IJFAB: International Journal of Feminist Approaches to Bioethics
- Discipline: Women's studies
- Language: English
- Edited by: Robyn Bluhm, Hilde Lindemann, Jamie Lindemann Nelson, Jackie Leach Scully

Publication details
- History: 2008–present
- Publisher: University of Toronto Press (Canada)
- Frequency: Biannually
- Impact factor: 0.488 (2015)

Standard abbreviations
- ISO 4: Int. J. Fem.

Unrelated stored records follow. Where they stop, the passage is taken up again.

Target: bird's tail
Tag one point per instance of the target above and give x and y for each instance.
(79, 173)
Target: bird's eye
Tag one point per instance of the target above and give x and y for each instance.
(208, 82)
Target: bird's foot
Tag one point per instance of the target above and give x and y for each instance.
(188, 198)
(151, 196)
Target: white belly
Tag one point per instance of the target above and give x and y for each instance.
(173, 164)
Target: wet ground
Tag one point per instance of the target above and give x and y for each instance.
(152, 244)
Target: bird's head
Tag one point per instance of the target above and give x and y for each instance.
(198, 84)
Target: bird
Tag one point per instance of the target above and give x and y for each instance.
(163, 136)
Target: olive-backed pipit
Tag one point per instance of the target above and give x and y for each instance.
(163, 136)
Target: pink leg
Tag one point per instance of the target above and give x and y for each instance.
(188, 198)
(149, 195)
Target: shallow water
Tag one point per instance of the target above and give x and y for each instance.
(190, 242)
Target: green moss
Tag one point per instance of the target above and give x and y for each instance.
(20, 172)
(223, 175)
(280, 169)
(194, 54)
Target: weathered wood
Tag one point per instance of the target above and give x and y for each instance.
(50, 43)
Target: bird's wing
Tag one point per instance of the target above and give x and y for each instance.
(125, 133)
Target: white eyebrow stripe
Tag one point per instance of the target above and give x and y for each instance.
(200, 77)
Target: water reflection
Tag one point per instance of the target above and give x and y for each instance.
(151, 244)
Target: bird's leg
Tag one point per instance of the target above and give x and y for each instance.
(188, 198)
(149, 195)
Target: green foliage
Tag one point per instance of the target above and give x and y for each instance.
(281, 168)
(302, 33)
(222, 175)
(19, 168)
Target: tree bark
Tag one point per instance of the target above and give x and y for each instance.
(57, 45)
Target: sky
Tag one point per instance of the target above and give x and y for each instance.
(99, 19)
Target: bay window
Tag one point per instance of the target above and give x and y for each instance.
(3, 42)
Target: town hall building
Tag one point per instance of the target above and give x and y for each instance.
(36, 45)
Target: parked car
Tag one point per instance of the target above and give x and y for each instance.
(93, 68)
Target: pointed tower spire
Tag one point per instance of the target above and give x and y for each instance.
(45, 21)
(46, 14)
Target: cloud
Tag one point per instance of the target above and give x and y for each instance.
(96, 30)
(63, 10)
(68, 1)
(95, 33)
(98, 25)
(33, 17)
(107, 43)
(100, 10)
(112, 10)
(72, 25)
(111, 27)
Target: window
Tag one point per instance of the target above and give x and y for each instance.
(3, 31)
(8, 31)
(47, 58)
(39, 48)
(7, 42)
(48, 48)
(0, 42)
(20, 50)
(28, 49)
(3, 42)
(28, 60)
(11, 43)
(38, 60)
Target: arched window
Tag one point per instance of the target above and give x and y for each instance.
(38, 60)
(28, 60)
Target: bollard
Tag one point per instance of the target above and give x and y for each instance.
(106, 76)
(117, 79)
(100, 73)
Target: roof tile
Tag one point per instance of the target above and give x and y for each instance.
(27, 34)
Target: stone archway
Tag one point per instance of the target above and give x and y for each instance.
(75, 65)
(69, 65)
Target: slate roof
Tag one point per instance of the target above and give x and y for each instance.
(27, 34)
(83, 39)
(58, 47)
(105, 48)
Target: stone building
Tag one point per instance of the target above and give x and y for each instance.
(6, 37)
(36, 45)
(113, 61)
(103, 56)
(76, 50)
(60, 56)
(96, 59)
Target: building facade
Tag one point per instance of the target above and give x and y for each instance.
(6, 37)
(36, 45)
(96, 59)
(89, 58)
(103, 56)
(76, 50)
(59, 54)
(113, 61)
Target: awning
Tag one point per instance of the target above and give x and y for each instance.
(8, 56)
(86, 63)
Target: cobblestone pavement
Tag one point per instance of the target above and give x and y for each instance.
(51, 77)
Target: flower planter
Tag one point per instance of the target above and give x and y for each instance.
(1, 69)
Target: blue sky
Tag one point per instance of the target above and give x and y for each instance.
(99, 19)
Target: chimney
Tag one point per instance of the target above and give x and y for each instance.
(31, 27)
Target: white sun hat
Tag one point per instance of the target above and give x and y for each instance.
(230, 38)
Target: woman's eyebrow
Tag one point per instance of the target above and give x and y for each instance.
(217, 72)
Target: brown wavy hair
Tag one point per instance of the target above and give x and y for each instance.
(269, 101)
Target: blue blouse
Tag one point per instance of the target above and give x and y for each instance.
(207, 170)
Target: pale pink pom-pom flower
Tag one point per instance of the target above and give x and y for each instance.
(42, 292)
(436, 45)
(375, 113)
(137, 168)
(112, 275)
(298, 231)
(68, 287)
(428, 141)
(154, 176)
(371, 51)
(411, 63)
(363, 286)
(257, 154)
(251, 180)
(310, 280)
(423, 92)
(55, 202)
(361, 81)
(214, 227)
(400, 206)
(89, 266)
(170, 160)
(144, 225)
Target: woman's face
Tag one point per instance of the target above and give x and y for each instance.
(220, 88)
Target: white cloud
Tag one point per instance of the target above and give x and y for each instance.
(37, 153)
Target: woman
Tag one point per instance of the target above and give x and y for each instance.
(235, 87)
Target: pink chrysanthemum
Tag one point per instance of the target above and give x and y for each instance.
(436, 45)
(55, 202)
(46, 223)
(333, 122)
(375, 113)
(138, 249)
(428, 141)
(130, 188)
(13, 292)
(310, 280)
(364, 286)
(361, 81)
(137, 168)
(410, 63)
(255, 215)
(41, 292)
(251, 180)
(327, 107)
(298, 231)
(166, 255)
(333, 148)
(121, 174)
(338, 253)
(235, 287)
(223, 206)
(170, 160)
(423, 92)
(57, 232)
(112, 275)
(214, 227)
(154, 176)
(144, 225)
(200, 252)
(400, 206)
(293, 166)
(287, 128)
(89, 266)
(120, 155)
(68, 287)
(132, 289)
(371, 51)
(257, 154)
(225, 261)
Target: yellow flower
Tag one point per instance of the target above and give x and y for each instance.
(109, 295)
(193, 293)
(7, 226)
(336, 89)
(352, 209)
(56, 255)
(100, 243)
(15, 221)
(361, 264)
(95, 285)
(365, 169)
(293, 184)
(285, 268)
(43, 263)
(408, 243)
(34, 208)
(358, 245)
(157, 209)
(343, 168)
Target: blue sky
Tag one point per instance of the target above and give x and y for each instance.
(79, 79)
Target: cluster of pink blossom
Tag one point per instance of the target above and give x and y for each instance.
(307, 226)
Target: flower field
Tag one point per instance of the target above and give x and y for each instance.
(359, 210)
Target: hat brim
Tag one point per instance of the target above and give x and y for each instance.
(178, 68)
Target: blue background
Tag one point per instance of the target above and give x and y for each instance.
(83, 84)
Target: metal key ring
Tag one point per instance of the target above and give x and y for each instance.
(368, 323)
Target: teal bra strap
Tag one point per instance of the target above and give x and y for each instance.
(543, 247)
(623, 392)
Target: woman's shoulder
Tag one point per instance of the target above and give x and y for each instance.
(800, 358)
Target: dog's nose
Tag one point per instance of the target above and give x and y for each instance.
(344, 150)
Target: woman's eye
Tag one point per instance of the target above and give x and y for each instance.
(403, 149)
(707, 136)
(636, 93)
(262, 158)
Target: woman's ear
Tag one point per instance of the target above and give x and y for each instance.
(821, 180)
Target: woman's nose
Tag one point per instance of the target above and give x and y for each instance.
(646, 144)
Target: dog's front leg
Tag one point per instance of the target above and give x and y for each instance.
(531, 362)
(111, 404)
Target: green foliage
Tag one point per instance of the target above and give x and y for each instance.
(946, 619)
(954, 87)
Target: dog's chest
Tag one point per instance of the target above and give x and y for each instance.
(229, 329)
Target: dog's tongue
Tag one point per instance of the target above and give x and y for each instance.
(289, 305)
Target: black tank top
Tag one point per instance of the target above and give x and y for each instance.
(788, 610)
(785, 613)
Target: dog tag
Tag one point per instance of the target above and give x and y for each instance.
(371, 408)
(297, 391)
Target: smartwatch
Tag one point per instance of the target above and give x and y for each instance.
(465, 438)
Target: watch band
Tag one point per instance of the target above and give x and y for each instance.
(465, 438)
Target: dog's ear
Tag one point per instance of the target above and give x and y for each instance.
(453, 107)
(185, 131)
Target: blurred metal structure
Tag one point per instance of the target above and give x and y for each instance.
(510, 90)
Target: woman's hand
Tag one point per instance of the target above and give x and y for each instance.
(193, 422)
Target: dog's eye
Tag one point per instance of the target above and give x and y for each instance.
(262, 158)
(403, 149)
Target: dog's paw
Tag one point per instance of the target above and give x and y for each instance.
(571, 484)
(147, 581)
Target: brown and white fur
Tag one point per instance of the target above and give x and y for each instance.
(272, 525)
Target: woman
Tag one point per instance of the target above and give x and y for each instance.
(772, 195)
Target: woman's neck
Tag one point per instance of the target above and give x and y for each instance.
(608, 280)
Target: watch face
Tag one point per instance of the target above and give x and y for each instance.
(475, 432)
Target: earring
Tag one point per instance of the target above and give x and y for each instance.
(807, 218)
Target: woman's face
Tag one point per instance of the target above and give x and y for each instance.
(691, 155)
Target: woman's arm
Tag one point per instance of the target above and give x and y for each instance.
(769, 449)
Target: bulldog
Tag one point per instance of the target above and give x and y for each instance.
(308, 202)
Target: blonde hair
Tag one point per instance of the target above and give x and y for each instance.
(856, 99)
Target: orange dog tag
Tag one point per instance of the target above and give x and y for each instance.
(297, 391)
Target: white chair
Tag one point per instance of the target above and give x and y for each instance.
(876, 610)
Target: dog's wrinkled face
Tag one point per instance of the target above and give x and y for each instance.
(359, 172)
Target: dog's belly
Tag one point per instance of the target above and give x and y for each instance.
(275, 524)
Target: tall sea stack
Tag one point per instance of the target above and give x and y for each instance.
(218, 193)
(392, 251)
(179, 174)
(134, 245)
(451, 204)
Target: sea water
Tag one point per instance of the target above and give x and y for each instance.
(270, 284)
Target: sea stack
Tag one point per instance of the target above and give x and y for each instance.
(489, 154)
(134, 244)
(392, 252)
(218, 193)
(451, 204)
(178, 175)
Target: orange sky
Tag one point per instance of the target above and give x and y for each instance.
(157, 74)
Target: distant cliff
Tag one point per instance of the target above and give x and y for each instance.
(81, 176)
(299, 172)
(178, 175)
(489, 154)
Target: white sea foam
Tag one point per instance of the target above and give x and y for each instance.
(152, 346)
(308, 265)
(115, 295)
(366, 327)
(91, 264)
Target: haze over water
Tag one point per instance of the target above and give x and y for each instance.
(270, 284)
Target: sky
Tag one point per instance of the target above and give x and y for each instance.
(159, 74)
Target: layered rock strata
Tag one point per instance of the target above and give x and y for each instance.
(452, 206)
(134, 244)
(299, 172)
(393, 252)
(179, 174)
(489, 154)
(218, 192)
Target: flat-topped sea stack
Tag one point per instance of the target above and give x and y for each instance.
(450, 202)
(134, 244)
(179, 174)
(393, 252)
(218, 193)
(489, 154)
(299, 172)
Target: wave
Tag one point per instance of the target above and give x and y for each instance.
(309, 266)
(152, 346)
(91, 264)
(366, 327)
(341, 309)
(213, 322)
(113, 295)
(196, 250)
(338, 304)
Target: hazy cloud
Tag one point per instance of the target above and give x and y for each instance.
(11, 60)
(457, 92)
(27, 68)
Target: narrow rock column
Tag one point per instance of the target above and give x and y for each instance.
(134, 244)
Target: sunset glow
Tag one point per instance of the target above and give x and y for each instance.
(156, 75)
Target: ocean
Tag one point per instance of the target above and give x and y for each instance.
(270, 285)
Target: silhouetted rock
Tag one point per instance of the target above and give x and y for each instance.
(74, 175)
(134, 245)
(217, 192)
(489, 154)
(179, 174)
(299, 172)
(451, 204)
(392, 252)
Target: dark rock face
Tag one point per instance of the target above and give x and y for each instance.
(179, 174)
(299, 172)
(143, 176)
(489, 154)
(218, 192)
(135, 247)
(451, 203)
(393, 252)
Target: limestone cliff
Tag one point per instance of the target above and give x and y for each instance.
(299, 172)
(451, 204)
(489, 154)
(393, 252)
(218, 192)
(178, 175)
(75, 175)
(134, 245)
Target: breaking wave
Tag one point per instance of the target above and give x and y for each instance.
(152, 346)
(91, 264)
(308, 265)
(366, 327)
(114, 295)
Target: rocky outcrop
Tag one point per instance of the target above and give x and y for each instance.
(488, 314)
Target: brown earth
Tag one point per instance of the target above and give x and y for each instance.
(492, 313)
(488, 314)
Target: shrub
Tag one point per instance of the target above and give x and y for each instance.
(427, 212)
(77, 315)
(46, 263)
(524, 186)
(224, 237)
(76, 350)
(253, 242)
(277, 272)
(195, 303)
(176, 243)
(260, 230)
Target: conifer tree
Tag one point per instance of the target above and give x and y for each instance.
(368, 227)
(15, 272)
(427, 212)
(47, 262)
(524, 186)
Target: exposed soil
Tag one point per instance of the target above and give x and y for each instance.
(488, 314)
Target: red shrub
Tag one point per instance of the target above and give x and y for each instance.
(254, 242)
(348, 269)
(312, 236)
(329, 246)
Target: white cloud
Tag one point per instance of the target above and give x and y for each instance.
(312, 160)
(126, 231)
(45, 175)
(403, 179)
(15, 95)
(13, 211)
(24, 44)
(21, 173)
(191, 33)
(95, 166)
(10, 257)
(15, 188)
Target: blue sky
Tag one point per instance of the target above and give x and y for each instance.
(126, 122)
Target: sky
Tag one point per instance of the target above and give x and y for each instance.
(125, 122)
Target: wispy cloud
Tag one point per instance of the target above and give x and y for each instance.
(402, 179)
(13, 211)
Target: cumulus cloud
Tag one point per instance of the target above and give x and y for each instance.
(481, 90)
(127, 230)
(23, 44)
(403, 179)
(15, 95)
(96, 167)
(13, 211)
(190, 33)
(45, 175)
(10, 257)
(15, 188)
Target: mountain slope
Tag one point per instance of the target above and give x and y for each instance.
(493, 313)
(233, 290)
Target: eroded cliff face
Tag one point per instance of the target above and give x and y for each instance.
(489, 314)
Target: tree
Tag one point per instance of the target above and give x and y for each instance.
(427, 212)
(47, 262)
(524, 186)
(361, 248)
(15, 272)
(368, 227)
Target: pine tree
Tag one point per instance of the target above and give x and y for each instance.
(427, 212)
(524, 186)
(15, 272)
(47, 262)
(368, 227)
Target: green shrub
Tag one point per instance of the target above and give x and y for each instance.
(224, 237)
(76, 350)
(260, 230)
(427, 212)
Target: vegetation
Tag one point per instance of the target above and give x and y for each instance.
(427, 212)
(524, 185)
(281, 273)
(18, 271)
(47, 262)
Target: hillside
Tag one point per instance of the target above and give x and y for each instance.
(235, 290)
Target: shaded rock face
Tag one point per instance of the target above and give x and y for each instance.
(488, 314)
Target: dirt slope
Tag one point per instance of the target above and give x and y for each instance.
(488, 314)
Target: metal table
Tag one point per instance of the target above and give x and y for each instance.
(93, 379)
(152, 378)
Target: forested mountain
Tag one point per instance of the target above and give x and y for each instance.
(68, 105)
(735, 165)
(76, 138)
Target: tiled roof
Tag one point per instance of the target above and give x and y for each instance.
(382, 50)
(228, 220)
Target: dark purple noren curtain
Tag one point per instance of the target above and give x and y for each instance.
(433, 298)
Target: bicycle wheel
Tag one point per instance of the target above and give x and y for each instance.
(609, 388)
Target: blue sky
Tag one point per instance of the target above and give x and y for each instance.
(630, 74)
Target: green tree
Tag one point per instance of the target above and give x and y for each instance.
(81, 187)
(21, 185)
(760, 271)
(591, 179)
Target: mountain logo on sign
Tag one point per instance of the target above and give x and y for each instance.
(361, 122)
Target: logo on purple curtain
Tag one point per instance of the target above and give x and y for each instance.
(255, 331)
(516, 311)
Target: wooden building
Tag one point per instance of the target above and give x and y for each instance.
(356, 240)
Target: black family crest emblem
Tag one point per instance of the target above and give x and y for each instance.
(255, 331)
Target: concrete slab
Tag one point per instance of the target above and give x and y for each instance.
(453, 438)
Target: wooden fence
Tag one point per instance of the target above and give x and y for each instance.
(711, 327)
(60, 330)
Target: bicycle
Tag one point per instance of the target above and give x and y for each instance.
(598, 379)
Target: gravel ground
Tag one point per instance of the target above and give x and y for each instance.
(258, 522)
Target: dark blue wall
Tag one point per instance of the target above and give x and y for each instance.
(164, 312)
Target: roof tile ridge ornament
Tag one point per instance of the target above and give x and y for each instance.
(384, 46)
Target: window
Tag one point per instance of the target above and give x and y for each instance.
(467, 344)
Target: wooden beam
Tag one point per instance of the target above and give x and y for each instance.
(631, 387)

Approaches Bioeth.

Indexing
- ISSN: 1937-4585 (print) 1937-4577 (web)
- LCCN: 2007212560
- JSTOR: 19374585
- OCLC no.: 750998848

Links
- Journal homepage; Online archive; Online access at Project MUSE;

= IJFAB: International Journal of Feminist Approaches to Bioethics =

IJFAB: International Journal of Feminist Approaches to Bioethics is a biannual peer-reviewed academic journal providing a forum in bioethics for feminist thought and debate. The journal (pronounced "I-Jay-Fab") is a publication of the International Network on Feminist Approaches to Bioethics. Mary C. Rawlinson (of Stony Brook University) was its inaugural editor (2006) and served in that capacity until she stepped down in 2016. She was replaced by a team of editors including Robyn Bluhm, Hilde Lindemann, Jamie Lindemann Nelson (all of Michigan State University) and Jackie Leach Scully (of Newcastle University). Kate Caras as an employee of Indiana University Press was the journal's publisher from 2006 to 2014. She then transitioned to the position of senior managing editor when production was taken over by the University of Toronto Press in 2014.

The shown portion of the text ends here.